Updated on 2025-11-04 GMT+08:00

Collecting and Storing Logs

Viewing User Training Logs (Proc Log)

Proc logs display outputs from user training code. In single-node or multi-node Snt training jobs with multiple PUs, each Snt accelerator card creates a Python log on the screen. These logs from different training processes on one node combine into the training log file mentioned in Viewing Logs and Weights. For troubleshooting, check the individual log files for each training process.
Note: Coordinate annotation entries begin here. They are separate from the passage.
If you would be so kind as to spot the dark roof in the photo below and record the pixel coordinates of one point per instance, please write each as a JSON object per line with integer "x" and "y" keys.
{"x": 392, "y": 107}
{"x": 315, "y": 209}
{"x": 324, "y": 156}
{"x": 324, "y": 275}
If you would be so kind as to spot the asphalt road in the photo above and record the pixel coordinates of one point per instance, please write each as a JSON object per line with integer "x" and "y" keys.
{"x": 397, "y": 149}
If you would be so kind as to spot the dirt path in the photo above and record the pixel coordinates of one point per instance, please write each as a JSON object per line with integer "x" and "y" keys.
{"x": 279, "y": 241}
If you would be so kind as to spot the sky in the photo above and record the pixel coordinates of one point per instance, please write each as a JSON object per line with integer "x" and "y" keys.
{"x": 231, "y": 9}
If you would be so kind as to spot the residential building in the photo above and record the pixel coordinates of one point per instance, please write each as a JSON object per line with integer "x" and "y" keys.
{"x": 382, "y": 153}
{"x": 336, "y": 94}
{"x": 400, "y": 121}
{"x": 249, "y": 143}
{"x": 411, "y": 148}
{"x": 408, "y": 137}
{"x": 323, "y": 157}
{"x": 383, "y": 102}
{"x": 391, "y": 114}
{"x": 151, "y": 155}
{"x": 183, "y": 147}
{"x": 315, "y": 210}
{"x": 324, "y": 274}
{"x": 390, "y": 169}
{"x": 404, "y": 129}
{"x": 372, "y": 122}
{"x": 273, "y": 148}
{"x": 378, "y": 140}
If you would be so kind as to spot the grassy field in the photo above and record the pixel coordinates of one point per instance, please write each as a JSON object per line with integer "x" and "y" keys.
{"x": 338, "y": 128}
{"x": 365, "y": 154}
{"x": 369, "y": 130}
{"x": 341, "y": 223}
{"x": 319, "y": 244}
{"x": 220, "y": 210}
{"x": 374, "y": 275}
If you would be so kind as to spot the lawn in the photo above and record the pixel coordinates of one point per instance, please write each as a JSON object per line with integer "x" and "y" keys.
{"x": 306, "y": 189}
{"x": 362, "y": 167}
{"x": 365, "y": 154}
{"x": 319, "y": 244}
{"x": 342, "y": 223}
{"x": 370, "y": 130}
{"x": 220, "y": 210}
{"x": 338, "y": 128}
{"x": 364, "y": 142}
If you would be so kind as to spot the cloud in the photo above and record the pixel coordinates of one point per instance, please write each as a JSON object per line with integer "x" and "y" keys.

Log in to the container and run the following command to obtain the proc logs:

docker exec -it ${Container ID} bash
cd {container_work_dir}/{af_output_dir}/logs
  • {container_work_dir} is the working directory in the container when the container image is started.
  • {af_output_dir} is the directory for storing weights and logs configured in the YAML file of the training job.

CANN Application Logs

CANN logs record application activities generated by CANN. They consist of two types: host application logs (plog-{pid}-{time}.log) and device application logs (device-{pid}-{time}.log). These logs primarily contain:

  • Logs printed by components (such as GE, FE, AI CPU, TBE, and HCCL) in the compiler and components (such as AscendCL, GE, and Runtime) in the runtime.
  • Logs printed by the AI CPUs and HCCP on the device.

Log in to the container and run the following command to obtain the CANN logs:

docker exec -it ${Container ID} bash
cd {container_work_dir}/{af_output_dir}/plog
  • {container_work_dir} is the working directory in the container when the container image is started.
  • {af_output_dir} is the directory for storing weights and logs configured in the YAML file of the training job.
  • The run/plog directory contains run logs, and the debug/plog directory contains debug logs for fault analysis and locating.